If the evidence is a clear cut as is widely assumed, there are grounds for decisive action in the UN – a debate in the Security Council leading towards intensification of sanctions. The US, Japan, Russia and also China must join that effort. Clinton’s visit to Beijing will be a failure without that outcome. These are circumstances in which return to the Six Party Talks without North Korean disclosure and settlement is impossible. If US Congress successfully moves to re-list North Korea as a terrorist state, return to negotiation of normalisation of relations with North Korea will be prolonged.
As Bill Tow writes today, ‘despite Kim’s latest promise that North Korea will return to the Six Party Talks, defusing of tensions on the Korean Peninsula will remain a tortuous and elusive task. What can Australia – so distant from the vortex of Northeast Asian confrontation yet more dependent on its peaceful outcome than any country not directly involved– do to help resolve this dilemma?

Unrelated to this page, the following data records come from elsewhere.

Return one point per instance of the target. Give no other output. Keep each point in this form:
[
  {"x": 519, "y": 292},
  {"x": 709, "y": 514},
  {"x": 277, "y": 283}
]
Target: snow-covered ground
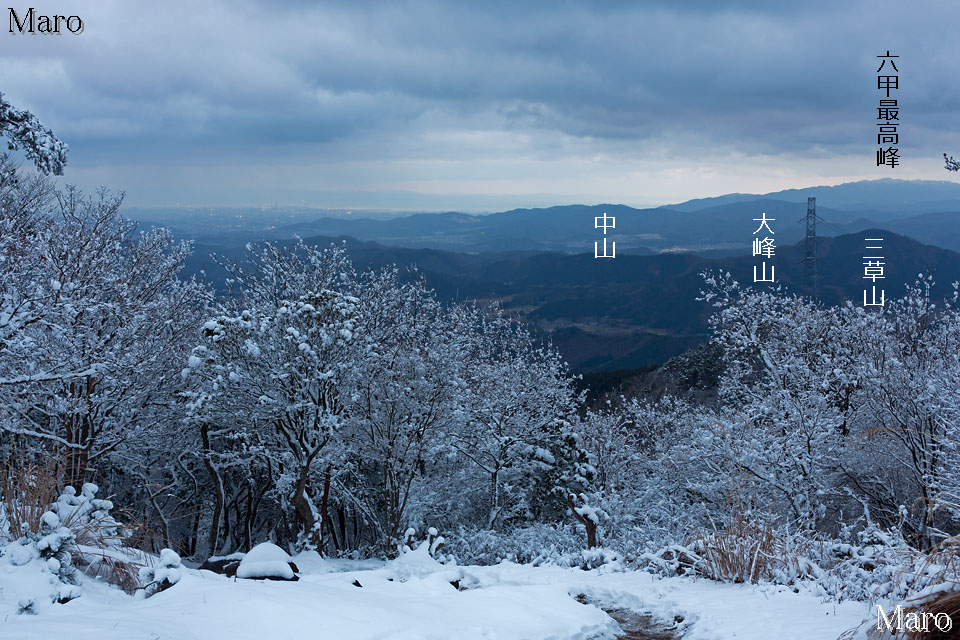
[{"x": 412, "y": 599}]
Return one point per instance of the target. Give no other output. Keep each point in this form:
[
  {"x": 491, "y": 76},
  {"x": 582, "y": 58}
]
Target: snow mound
[
  {"x": 266, "y": 560},
  {"x": 420, "y": 564}
]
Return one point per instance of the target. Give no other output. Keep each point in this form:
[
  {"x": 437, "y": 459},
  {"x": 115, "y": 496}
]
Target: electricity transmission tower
[{"x": 810, "y": 252}]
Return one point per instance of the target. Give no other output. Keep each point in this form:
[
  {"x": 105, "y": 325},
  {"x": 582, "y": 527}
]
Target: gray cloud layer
[{"x": 257, "y": 102}]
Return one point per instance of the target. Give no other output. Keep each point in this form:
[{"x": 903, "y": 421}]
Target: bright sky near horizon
[{"x": 483, "y": 106}]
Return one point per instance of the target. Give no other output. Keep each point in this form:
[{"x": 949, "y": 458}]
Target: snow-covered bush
[
  {"x": 37, "y": 569},
  {"x": 535, "y": 544},
  {"x": 163, "y": 576}
]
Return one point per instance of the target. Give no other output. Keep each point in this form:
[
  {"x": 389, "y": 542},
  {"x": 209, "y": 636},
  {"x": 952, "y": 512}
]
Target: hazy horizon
[{"x": 418, "y": 106}]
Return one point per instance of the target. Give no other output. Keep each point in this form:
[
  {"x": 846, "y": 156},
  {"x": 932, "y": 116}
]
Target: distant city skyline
[{"x": 483, "y": 107}]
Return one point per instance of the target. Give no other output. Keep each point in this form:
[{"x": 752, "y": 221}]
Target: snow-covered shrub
[
  {"x": 163, "y": 576},
  {"x": 750, "y": 548},
  {"x": 433, "y": 541},
  {"x": 88, "y": 516},
  {"x": 535, "y": 544},
  {"x": 37, "y": 569}
]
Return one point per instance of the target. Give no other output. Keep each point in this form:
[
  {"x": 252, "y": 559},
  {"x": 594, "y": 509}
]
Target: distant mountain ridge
[
  {"x": 632, "y": 311},
  {"x": 926, "y": 210}
]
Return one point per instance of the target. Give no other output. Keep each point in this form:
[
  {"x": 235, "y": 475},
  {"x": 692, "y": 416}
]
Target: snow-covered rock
[
  {"x": 267, "y": 560},
  {"x": 163, "y": 576}
]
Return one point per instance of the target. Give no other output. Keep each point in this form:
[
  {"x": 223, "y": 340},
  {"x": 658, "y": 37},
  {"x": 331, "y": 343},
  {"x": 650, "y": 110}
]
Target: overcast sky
[{"x": 484, "y": 105}]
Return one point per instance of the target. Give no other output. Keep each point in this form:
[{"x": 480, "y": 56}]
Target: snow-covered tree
[
  {"x": 272, "y": 365},
  {"x": 92, "y": 330},
  {"x": 406, "y": 394},
  {"x": 518, "y": 391},
  {"x": 24, "y": 130}
]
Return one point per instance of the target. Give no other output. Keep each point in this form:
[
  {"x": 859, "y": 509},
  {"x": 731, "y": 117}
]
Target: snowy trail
[{"x": 504, "y": 602}]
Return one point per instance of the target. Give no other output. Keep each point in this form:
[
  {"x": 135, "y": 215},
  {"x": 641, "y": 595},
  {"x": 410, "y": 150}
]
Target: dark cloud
[{"x": 375, "y": 84}]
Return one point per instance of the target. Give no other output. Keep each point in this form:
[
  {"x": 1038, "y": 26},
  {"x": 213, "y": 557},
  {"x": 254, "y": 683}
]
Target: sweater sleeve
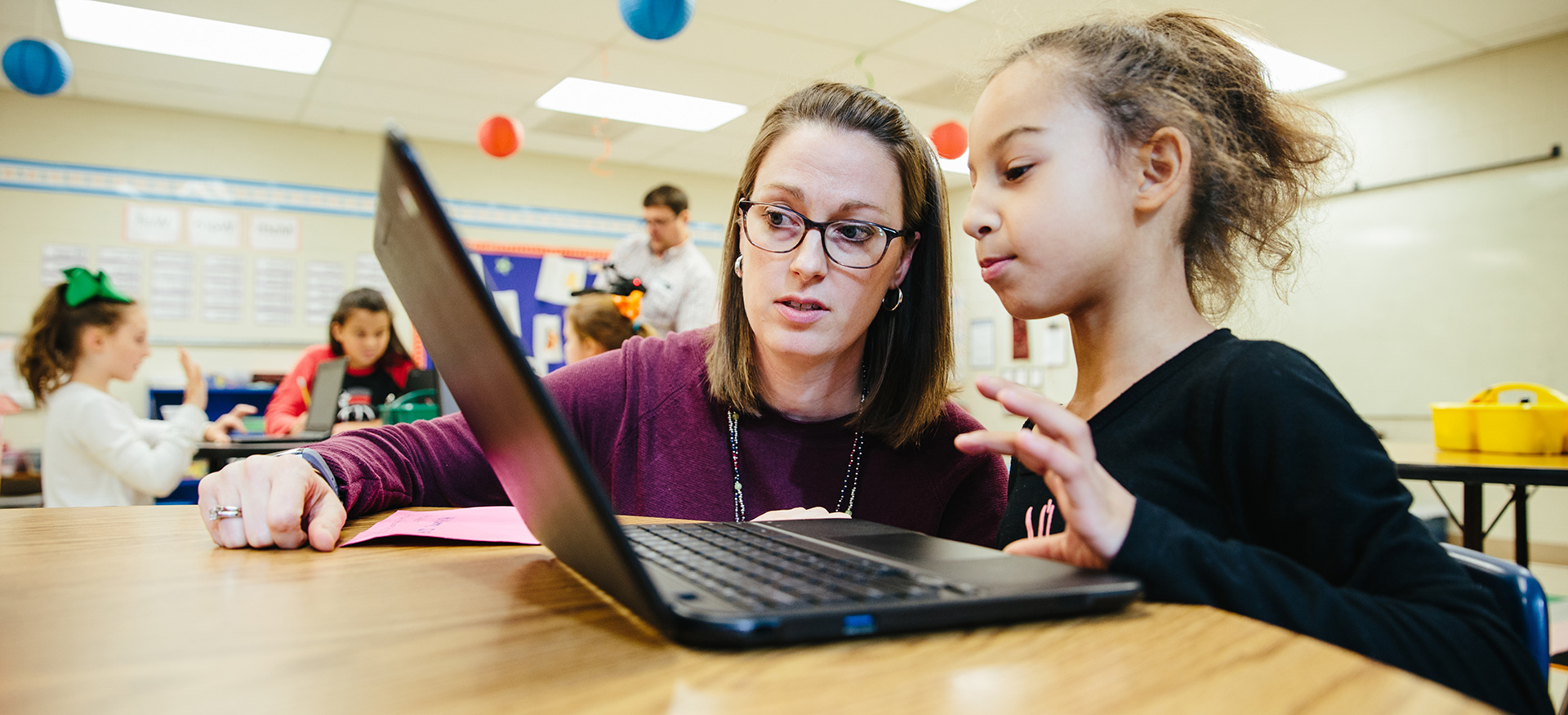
[
  {"x": 119, "y": 443},
  {"x": 438, "y": 463},
  {"x": 1329, "y": 544}
]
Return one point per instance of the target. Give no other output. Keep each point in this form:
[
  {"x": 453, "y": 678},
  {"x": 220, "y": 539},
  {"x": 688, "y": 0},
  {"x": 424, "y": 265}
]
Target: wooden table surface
[{"x": 132, "y": 609}]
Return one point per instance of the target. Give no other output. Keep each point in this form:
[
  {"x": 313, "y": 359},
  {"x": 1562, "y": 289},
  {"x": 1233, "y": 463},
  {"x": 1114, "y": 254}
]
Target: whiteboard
[{"x": 1433, "y": 290}]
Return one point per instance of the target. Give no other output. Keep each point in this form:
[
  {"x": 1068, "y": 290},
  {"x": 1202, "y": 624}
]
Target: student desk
[
  {"x": 1424, "y": 462},
  {"x": 132, "y": 609}
]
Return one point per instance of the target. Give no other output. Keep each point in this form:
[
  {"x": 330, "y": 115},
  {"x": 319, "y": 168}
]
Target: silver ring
[{"x": 221, "y": 513}]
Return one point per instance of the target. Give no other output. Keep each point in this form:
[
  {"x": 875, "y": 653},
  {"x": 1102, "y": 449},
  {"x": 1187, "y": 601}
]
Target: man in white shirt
[{"x": 679, "y": 288}]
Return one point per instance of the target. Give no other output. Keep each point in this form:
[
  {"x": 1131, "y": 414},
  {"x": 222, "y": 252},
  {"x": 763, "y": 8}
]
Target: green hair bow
[{"x": 83, "y": 286}]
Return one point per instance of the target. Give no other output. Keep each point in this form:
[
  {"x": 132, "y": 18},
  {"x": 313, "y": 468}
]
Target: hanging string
[{"x": 598, "y": 127}]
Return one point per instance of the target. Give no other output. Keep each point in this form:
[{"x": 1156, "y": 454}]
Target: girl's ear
[
  {"x": 1164, "y": 168},
  {"x": 93, "y": 339}
]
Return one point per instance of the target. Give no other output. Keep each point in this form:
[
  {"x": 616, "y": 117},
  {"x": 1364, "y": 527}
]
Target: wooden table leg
[
  {"x": 1521, "y": 527},
  {"x": 1472, "y": 520}
]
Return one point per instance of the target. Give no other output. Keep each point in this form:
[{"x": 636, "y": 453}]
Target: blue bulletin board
[{"x": 516, "y": 269}]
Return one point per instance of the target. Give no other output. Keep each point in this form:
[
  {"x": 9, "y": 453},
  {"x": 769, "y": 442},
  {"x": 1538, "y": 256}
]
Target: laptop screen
[{"x": 511, "y": 416}]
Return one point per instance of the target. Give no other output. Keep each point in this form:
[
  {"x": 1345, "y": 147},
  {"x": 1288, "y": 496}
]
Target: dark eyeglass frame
[{"x": 822, "y": 231}]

Tow urges that Australia join the US in encouraging South Korean President Lee Myung-Bak to continue exercising judicious restraint as the evidence implicating Pyongyang in the destruction of the Cheonan leads to clear proof of North Korean guilt. The Action Plan underwriting the 2009 Australia-South Korea Joint Statement on Enhanced Global Security Cooperation provides a framework for the Rudd government to engage in bilateral policy consultations with South Korean officials to encourage responses which reflect both appropriate firmness and judicious restraint. Due to its long-standing membership of the United Nations Command Military Armistice Commission (UNCMAC) which oversees the 1953 armistice, Australia is also well positioned to influence any economic sanctions or other penalties that the United Nations may eventually impose on North Korea in the absence of Kim’s return to the Six Party Talks. As an established leader in disarmament politics and as a country that maintains normalised diplomatic relations with North Korea, Australia can calibrate its policy responses toward preventing unbridled crisis escalation between the North and South and work with both China and the United States to achieve that end.
There has been too little initiative all round to deal with the broader, including economic, security anxieties that underpin the North Korean problem when opportunity arose. Immiserisation of the North is neither a pretty nor a feasible solution to the problem we now all face. Ironically, President Lee Myung-Bak has more assets in forging a break-through than anyone. The very close relationship between Lee and Rudd could help.
This editorial is part of a special series on the aftermath of the Cheonan sinking.
“Immiserisation of the North is neither a pretty nor a feasible solution to the problem we now all face.”
– A new and apt term has been coined. Very interesting concept!